Deux sélections Goncourt en deux ans dans la même famille, pas banal pour deux outsiders du monde littéraire, deux inconnus des coteries autorisées du landerneau germanopratin. Signe du destin? Gène littéraire? «L’anecdote des deux frères est assez drôle, sourit Adrien Bosc, mais pas de gène littéraire. Sinon, une belle bibliothèque, et deux parents lecteurs!»
Si La claire fontaine suivait les dernières années de la vie du peintre Gustave Courbet à La Tour-de-Peilz, Constellation retrace les destins – les reliant «comme autant d’étoiles d’une constellation» – de quelques-unes des victimes anonymes ou fameuses de l’avion d’Air France crashé aux Açores en octobre 1949, dont le boxeur Marcel Cerdan, grand amour d’Edith Piaf. Les deux romans convergent l’un vers l’autre par leur forme a priori documentaire, leur brièveté et une ambition littéraire qui tend à une poétique du fait réel. Mais l’écriture du premier progresse à l’économie, sans effet, alors que le style du second est beaucoup plus riche, presque à l’excès. Récit factuel, basé sur une quantité de documents, La claire fontaine montrait la vitalité et l’esprit civique d’un monstre de l’art pourtant en exil, malade et excessif. Le tour de force de Constellation est de transcender les faits par une émotion sobre, une forme narrative en fragments et une réflexion sur le destin. «Pas de parenté dans le style, confirme Adrien Bosc, mais des correspondances lointaines. C’est agréable de constater que nos livres diffèrent.»

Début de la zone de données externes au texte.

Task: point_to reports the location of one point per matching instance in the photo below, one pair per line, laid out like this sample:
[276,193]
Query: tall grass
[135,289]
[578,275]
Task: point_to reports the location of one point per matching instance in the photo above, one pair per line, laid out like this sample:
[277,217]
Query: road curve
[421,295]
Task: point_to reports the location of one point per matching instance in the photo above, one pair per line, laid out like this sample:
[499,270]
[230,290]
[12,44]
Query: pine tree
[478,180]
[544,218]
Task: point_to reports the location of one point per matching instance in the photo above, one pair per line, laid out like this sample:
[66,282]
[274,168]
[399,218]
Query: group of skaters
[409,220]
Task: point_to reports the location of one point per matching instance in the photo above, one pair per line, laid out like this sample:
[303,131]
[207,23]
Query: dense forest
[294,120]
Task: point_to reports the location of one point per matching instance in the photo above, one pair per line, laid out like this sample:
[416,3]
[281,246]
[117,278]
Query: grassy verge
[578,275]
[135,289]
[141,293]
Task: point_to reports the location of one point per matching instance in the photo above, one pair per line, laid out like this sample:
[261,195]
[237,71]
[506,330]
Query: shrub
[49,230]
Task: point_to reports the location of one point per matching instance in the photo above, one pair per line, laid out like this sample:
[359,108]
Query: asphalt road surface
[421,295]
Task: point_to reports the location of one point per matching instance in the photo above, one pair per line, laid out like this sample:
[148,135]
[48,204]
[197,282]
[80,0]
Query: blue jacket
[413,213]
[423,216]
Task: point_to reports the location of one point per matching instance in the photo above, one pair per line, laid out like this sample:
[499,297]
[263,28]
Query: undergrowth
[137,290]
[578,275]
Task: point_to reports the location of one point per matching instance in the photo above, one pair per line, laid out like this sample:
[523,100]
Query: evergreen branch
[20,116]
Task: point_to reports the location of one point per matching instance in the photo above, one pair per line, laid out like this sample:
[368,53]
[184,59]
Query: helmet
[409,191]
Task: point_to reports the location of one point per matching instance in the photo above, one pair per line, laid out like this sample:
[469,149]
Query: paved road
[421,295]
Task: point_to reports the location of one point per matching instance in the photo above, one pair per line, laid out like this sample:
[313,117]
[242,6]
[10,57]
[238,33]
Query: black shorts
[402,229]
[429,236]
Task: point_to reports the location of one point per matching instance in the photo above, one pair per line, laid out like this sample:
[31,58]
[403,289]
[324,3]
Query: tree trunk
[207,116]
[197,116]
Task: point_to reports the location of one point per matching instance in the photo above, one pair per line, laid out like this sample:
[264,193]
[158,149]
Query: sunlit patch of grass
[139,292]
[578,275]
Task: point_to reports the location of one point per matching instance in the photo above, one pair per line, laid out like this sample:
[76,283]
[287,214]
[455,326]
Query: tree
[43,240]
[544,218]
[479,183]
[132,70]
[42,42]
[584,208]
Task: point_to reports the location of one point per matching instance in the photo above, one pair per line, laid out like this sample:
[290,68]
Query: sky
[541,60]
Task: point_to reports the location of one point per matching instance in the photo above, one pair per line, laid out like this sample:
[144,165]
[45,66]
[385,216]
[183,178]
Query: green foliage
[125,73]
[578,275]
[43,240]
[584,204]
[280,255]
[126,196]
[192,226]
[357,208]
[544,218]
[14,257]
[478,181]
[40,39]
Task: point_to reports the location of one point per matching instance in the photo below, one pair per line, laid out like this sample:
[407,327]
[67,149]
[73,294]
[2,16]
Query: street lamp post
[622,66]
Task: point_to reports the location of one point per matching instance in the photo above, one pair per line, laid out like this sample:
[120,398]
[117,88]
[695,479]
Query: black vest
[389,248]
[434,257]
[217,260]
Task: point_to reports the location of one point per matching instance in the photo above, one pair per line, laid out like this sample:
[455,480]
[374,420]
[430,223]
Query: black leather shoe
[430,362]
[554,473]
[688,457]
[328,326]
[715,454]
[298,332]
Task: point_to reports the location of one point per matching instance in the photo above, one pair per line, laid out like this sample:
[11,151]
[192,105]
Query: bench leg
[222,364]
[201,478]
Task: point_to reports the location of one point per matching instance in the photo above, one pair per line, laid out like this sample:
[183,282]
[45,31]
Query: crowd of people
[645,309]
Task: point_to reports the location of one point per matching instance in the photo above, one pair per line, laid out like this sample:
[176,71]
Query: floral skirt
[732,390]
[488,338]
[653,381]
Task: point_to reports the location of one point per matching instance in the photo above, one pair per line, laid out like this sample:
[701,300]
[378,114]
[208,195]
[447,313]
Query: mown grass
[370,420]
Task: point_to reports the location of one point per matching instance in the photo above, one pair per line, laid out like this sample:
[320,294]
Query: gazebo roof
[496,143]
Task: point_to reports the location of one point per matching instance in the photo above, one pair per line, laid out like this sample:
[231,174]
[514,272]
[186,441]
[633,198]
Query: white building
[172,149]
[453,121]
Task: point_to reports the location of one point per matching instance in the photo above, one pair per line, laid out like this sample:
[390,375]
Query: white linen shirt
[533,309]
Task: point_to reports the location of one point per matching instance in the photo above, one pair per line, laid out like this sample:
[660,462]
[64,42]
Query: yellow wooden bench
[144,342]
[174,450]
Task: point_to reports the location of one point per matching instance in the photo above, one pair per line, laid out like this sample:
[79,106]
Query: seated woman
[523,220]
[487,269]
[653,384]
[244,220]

Adrien, de treize ans le cadet de David, a sa petite explication quant au phénomène Bosc: «Du moins pour ce qui est de notre goût des lettres: la relation épistolaire qu’entretenait notre grand-mère paternelle avec chacun de ses petits-enfants (pour autant qu’ils y répondissent). Des années durant, et le plaisir d’attendre, de lui écrire, de la lire.» Le rôle du grand frère? «David, en grand frère bienveillant, m’a nourri de lectures, avec parcimonie mais tant de discernement! Chaque année un conseil, un cadeau: Rhum de Cendrars, La pornographie de Gombrowicz ou encore Le livre de Monelle de Marcel Schwob. Il y a dans les fratries ces grands frères devanciers qui déblaient le terrain, jamais avares de conseils. Un autre frère, l’aîné, Alexandre, travaillait sur Walter Benjamin ou André Malraux.» Ils se parlent peu de leurs écrits sinon quand ils sont achevés. «Je suis admiratif de ses romans, Sang lié, Milo (Editions Allia) et évidemment La claire fontaine.» Pour David, une seule certitude: «J’ai eu ma part. Place à Adrien, maintenant.»
«Constellation». D’Adrien Bosc. Ed. Stock, 160 p.